Die Sonne sinkt tiefer; jetzt ist ihr letzter Strahl von den Zinnen des Gebirgs gewichen. Verwandelt sind sie, wie ein Mensch, von dem Tugend und Glaube geflohen ist. Bleich und kalt grinsen sie uns jetzt an, wie der Tod. Noch einmal, noch ein paarmal, wie das Gewissen im Gefallenen, ruft, nach dem ersten Erbleichen, das Abendroth auf Augenblicke eine feuerige Röthe auf die erblaßten Wangen der Berghörner zurück, dann sinkt der graue Nebelschleier der Nacht auf sie herab, schneller noch als auf die Tiefe. So stürzen hohe, reichbegabte Menschen, wenn sie den rechten Pfad verlassen, tiefer in des Verderbens Abgrund, als gemeine Buben.

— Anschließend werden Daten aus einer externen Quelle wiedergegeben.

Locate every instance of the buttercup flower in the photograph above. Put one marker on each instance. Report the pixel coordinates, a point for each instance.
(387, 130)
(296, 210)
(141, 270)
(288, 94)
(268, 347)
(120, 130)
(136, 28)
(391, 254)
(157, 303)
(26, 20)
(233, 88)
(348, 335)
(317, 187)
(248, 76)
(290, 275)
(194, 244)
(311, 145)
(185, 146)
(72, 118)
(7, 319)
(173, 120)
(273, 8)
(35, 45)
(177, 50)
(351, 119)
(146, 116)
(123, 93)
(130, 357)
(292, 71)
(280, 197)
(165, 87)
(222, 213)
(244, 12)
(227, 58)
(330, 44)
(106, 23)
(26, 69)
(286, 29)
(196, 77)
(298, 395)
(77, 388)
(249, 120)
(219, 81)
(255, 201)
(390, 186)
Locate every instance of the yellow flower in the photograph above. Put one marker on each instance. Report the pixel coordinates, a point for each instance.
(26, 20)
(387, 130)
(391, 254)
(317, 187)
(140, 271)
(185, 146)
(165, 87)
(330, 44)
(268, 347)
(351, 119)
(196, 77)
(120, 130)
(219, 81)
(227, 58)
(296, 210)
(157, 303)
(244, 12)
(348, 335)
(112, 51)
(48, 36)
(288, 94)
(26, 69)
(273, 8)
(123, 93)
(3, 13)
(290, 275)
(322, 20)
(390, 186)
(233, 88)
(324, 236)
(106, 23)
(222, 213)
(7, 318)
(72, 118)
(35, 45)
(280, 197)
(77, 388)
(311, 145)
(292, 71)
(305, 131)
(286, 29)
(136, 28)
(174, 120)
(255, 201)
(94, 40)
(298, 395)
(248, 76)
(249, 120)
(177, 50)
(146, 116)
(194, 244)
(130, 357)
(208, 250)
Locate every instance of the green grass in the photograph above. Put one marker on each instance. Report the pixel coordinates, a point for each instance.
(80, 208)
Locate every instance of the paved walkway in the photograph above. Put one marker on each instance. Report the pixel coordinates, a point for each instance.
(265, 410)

Schauerlich wird’s uns nun auf der Höh’, und schnell schlagen wir den Pfad ein, der herunter zur gastlichen Senne des Naßfeldes führt. Dort erwartet uns ein Sitz am erwärmenden Feuer, ein Labetrunk, den indeß der Senner bereitet hat, eine lange Reihe von Wundergeschichten und Sagen vom verwünschten Kaiser des Unterbergs und seinen Schätzen, und der Nixe der Achenquelle, die im Zwielichte goldene Kühe auf ihrer Alpe weidet, tischt er auf, und mit geöffneten Sinnen horchen wir ihm zu, bis er, müde, zur Ruhe ladet.